About 20 researchers travelled from America with Cornell University Associate Professor Schmidt as part of the Oceans Across Space and Time project, which is part of the Network for Life Detection, funded by NASA's Astrobiology Program.
They visited several lakes, from Lake Warden and Pink Lake near Esperance to others near Norseman and Salmon Gums.
"Our team is really interested in how hypersaline environments — so those places that have lots of salt in them — not only function as ecosystems today on Earth, but how they preserve a record of what once went on here," she said.
A place like nowhere else on Earth
The ancient Yilgarn Craton — a huge rock mass that covers most of WA — is ideal for learning how to spot signs of extraterrestrial life.
Dr Schmidt said its three-billion-year-old rocks are some of the oldest on Earth and about the same age as those on Mars.
She also said the region's acidic lakes mimicked conditions from ancient Mars — as spacecraft and rover data from the red planet showed evidence of highly acidic lakes in the past.
"By studying examples of what we think may have happened on other planets, we get a chance to understand what those environments may have once been like," she said.
"And [they are] an example of how to approach studying them on those other planets.
"These are old rocks, so the water that's been working through these rocks has been present for a long amount of time.
"That allows us a chance to study both the history and the modern system."
Dr Schmidt also said tapping into rich sources of local knowledge helped strengthen the team's research.
Working with traditional owners
Aunty Donna Beach — a senior ranger, cultural adviser, director and elder at Esperance Tjaltjraak Native Title Aboriginal Corporation — said it was "awesome" to be part of the NASA project.
"There is a lot of dreaming stories that we can tell them [as well as] what we've come to learn over the years, and our ancestors have provided us," she said.
Aunty Donna went with researchers to test lake systems near Salmon Gums.
"We were there to welcome them onto our country, onto our lake systems and also provide cultural protocols," Aunty Donna said.
"We're working together.
"Researching and learning together for this earth and protecting our culture as well."
'It's kind of amazing'
While all researchers on the trip had a common goal, they had different specialities.
Taylor Plattner, a graduate student from Georgia Institute of Technology, was learning how to identify salts in satellite images.
She hoped that could give insights about environmental changes on Mars over time.
"That kind of gives us a hint as what could have happened in the past a long time ago on Mars," she said.
PhD student Cathryn Sephus hoped to get an insight into how living things adapted to toxic conditions, by sampling lake water and measuring trace metals.
Ms Sephus hoped her research would eventually help answer big questions about the universe.

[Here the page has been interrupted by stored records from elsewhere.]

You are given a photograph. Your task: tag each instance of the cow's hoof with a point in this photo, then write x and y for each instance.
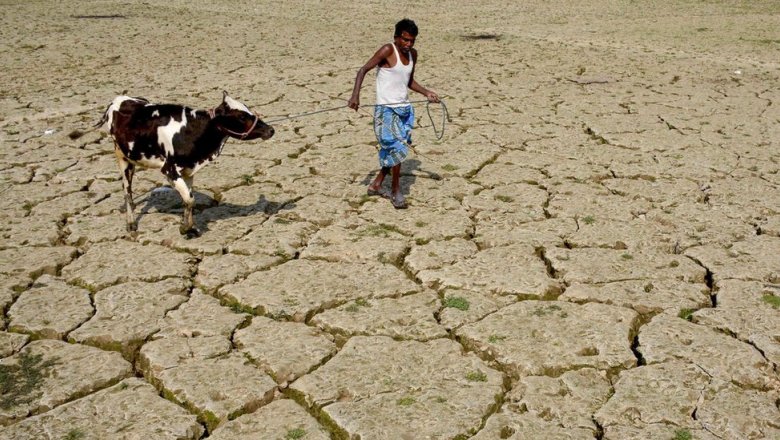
(190, 233)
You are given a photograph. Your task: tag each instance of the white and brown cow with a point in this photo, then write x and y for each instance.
(176, 139)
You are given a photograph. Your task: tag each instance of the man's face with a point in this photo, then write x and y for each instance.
(405, 41)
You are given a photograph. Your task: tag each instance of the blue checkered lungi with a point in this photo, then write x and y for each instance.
(393, 130)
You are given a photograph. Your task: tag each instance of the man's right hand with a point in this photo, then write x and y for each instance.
(354, 103)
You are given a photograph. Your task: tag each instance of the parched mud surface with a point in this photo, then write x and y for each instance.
(591, 251)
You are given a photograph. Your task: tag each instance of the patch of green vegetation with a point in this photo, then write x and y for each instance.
(360, 302)
(546, 310)
(295, 434)
(686, 314)
(380, 230)
(494, 339)
(211, 420)
(456, 302)
(75, 434)
(683, 434)
(19, 382)
(241, 308)
(503, 198)
(476, 376)
(406, 401)
(772, 300)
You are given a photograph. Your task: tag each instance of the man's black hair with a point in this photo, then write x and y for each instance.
(406, 25)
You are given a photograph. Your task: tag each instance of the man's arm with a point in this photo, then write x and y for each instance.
(417, 87)
(379, 57)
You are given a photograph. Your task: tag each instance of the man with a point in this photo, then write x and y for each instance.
(393, 115)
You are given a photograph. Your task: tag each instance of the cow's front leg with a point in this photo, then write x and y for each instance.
(127, 170)
(184, 187)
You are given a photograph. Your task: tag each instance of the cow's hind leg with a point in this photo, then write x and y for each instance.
(127, 170)
(184, 186)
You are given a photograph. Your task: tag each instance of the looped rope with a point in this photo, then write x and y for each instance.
(437, 132)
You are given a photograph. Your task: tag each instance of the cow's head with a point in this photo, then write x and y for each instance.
(236, 120)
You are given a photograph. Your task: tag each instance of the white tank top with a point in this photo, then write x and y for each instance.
(392, 83)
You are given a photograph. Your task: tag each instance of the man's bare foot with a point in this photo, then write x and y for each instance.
(398, 201)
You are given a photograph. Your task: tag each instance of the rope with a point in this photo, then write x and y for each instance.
(438, 133)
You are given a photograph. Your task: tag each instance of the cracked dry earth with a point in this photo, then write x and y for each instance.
(591, 251)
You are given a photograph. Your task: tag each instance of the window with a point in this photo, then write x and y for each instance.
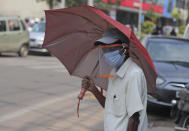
(23, 25)
(2, 26)
(14, 25)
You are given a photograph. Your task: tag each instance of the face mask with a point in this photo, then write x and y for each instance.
(114, 58)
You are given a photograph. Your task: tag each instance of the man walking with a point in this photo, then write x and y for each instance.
(126, 97)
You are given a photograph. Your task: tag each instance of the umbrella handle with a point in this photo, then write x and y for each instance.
(82, 93)
(80, 97)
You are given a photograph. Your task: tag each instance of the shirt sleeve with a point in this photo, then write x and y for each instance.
(133, 94)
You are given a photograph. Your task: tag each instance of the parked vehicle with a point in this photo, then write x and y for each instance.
(180, 109)
(171, 60)
(14, 36)
(186, 32)
(37, 37)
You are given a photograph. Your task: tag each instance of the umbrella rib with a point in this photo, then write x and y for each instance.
(86, 18)
(56, 41)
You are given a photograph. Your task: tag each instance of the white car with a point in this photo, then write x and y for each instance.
(186, 32)
(37, 37)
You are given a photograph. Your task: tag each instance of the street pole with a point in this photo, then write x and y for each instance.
(62, 3)
(139, 18)
(91, 2)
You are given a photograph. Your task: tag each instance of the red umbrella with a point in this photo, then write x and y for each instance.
(70, 36)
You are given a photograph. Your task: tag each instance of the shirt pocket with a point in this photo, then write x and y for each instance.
(117, 106)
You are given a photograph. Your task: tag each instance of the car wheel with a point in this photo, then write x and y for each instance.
(184, 122)
(23, 51)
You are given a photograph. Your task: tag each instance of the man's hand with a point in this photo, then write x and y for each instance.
(89, 84)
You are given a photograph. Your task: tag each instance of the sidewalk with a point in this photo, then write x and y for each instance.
(161, 129)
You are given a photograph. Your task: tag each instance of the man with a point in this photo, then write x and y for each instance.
(126, 96)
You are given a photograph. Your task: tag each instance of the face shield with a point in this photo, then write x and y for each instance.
(111, 58)
(111, 52)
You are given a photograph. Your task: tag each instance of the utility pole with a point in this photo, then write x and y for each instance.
(62, 3)
(139, 18)
(91, 2)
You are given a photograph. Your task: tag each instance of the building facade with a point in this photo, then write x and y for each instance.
(23, 8)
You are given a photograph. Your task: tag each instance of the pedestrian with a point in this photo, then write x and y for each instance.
(126, 97)
(173, 33)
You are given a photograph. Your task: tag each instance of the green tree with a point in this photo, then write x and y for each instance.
(187, 21)
(50, 3)
(176, 14)
(69, 3)
(147, 27)
(152, 15)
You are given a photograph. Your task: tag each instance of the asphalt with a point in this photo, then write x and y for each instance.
(38, 94)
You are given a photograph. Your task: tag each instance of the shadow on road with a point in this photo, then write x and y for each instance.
(159, 116)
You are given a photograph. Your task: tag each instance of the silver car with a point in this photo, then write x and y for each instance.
(37, 37)
(14, 37)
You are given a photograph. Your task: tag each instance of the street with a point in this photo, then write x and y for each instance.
(38, 94)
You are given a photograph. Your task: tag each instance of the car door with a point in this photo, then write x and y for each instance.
(15, 35)
(3, 35)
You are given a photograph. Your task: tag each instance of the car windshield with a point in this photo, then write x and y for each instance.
(39, 27)
(167, 50)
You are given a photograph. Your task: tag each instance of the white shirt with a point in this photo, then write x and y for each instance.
(126, 95)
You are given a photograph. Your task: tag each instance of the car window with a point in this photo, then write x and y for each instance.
(14, 25)
(186, 33)
(168, 50)
(39, 27)
(2, 26)
(23, 25)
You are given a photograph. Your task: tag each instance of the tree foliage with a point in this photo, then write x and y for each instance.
(152, 15)
(68, 3)
(147, 27)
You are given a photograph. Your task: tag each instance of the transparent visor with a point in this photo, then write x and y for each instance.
(110, 57)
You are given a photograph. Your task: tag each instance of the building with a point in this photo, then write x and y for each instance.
(127, 10)
(23, 8)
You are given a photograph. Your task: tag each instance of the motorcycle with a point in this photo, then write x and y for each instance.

"We know life exists here," she said.
"So if we're going to find out if life exists elsewhere … we'll be able to say, 'This is the conditions for here — perhaps you can apply it to conditions elsewhere' … using Earth as a model system."
But she was also excited to work in a landscape she had only ever studied from afar.
"To be able to see an actual pink lake for my first time, I think it's kind of amazing," she said.
Dr Schmidt said much of the team were early-career researchers who would use the data collected in WA to produce PhD and master's theses once they returned to America.